As a psychosocial counselor in the refugee camps in northern Ethiopia, it’s very rewarding to me to work with the women clients. Before they come to CVT, some women are isolated. Many of them have survived sexual or gender-based violence (SGBV), so they don’t want to socialize. They prefer to be in their homes – they feel ashamed of this thing that happened. When the women first come to CVT, many of them tell us they want to end their lives. Often they are not taking care of themselves and their children properly. But after the CVT group counseling sessions, so many of them later become exemplary members of the community.
Prior to my work with CVT, I was a zone leader in the Mai Ayni camp and a women’s administrator. As a zone leader, I conducted sensitization events to inform the community about services and resources that were available. I also participated in meetings and worked as a storekeeper as part of my responsibilities as a women’s administrator.
I first was introduced to CVT when I attended a sensitization meeting in the community. After I got information, I was interested because I saw that the organization helps people. I decided to apply for an open position because social workers were encouraged to apply. I knew that with this work, I could help my community. I did the interviews and passed the exams, and I was hired to CVT.
In the community sensitization events I had been doing previously, I provided information about available services and material things such as rations, clothes, etc. But at CVT, our sensitizations are not about things. The sessions are designed to help us get people who’ve been through traumatic experiences to understand about the care CVT offers. The context is different, and it’s important.
I work on community sensitization every day. We need to be out in the community on a regular basis because in many situations, those who have been through trauma don’t want to socialize. They want to stay home, to stay apart and not interact with other people. If we don’t reach them, we cannot help them. So this is very important.
People are often very reluctant to come for rehabilitative care because they lack information. There have been rumors in the camp that CVT is a place for “mad people.” So as a result, people are hesitant to come even though they have been through traumatic experiences. So we work hard to have the community receive accurate information.
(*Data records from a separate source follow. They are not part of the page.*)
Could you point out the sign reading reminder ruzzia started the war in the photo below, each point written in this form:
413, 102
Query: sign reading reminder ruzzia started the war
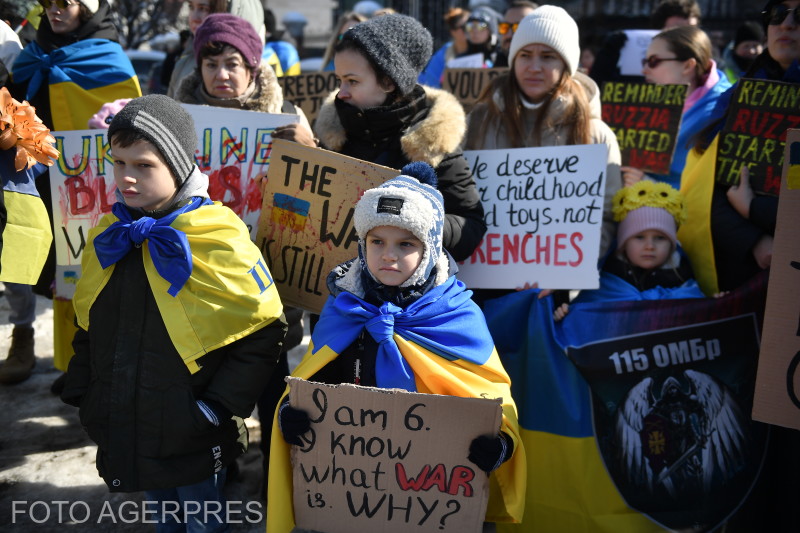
754, 134
645, 117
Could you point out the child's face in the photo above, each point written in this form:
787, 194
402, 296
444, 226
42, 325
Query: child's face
648, 249
142, 176
393, 254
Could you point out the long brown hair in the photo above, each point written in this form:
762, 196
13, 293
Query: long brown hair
577, 113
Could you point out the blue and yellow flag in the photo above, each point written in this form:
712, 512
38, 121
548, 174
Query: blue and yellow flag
444, 339
634, 415
27, 235
80, 77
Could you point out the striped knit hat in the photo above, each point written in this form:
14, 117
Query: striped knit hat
164, 123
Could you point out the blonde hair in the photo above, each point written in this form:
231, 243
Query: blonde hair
577, 112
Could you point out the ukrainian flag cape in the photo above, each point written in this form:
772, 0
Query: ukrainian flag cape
27, 235
444, 339
229, 295
80, 77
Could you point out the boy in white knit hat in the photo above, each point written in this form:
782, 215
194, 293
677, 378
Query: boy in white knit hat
397, 317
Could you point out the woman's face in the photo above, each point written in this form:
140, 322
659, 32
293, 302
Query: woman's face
359, 84
538, 69
198, 11
225, 75
783, 40
669, 69
64, 20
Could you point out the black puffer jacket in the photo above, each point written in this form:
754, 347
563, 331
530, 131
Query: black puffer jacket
427, 125
138, 399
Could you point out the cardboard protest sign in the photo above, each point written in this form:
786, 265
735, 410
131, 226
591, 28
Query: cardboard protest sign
306, 226
645, 117
634, 51
308, 91
760, 113
777, 398
233, 149
389, 460
543, 212
466, 84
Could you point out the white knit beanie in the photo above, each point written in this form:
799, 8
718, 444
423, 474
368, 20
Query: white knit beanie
91, 5
552, 26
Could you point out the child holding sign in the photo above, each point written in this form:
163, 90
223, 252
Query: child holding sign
180, 322
397, 317
648, 263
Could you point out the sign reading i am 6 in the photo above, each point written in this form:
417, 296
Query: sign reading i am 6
389, 460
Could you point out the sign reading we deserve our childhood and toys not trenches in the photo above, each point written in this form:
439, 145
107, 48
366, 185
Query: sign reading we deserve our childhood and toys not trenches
754, 134
645, 117
233, 150
389, 460
543, 211
306, 226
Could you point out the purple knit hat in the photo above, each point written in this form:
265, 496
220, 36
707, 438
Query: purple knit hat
231, 30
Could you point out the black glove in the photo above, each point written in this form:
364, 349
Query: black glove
489, 452
293, 423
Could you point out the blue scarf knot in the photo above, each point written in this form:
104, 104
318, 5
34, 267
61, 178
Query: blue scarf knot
169, 248
381, 326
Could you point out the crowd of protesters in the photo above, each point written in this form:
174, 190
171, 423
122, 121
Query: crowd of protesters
390, 109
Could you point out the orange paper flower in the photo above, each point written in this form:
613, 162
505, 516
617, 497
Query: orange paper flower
21, 129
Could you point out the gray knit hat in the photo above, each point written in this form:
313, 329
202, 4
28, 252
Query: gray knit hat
167, 125
551, 26
410, 201
398, 44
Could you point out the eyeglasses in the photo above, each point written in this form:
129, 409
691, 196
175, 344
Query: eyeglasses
476, 26
62, 4
653, 61
503, 27
777, 14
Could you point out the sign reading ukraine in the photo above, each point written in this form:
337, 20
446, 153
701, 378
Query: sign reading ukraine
233, 150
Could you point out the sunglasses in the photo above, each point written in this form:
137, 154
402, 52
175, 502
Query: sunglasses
476, 26
653, 61
777, 14
62, 4
504, 27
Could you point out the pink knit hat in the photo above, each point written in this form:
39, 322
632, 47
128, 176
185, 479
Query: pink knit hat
645, 218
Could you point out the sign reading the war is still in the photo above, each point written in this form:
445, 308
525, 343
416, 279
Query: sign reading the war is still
645, 117
233, 150
543, 212
306, 226
389, 460
308, 91
777, 398
466, 84
755, 133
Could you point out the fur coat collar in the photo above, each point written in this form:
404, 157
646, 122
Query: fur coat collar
439, 133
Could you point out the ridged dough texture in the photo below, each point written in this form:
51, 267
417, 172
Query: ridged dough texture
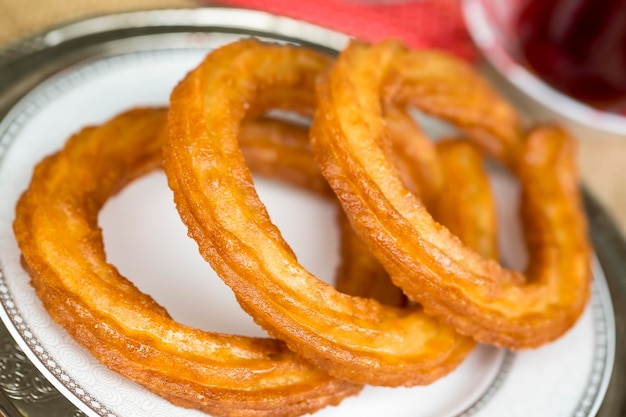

And so many people in the refugee community have had very difficult experiences. They have symptoms of trauma: hopelessness, anxiety, depression. It’s important that we are able to reach out to them, so in addition to sensitizations, we also connect through the zone leaders and other leaders in the community. We take care to inform people not only about CVT’s services, but also about CVT’s policy of confidentiality. This helps people feel they will be safe sharing their stories and the experiences that have affected them.
I work with all the clients: men, women, children. We have a different approach for each of the groups, and it’s based on the clients’ level of understanding. As an example, our approach for sensitizations or intakes differs depending on whether we are speaking to children or adults. We use words that are appropriate for the age group.
At the first sensitization event, most women say they don’t know anything about CVT. After they get to understand about counseling and begin to participate, however, they look forward to coming to CVT. I appreciate the effectiveness of our work when, after clients have attended the counseling cycle, we do follow-up meetings. At the follow up, which takes place three and six months later, I see them with their families, in business activities, doing well in their lives. I see them engaged in activities, perhaps doing business or running a small shop.
It’s important to me especially to help women to get to CVT and get help. When I see them, I see hope. In the groups, I see clients who don’t want to talk or to bring up anything; they just put their head down and feel very shy. This may be because of their experience of trauma. But in weeks, they start talking. At end, they are very active participants. I feel happy and motivated when I see this transformation.
CVT is doing a tremendous job in our community. People are getting benefit at CVT centers.
CVT’s work with Eritrean refugees in Ethiopia is funded by a grant from the U.S. State Department’s Bureau of Population, Refugees, and Migration.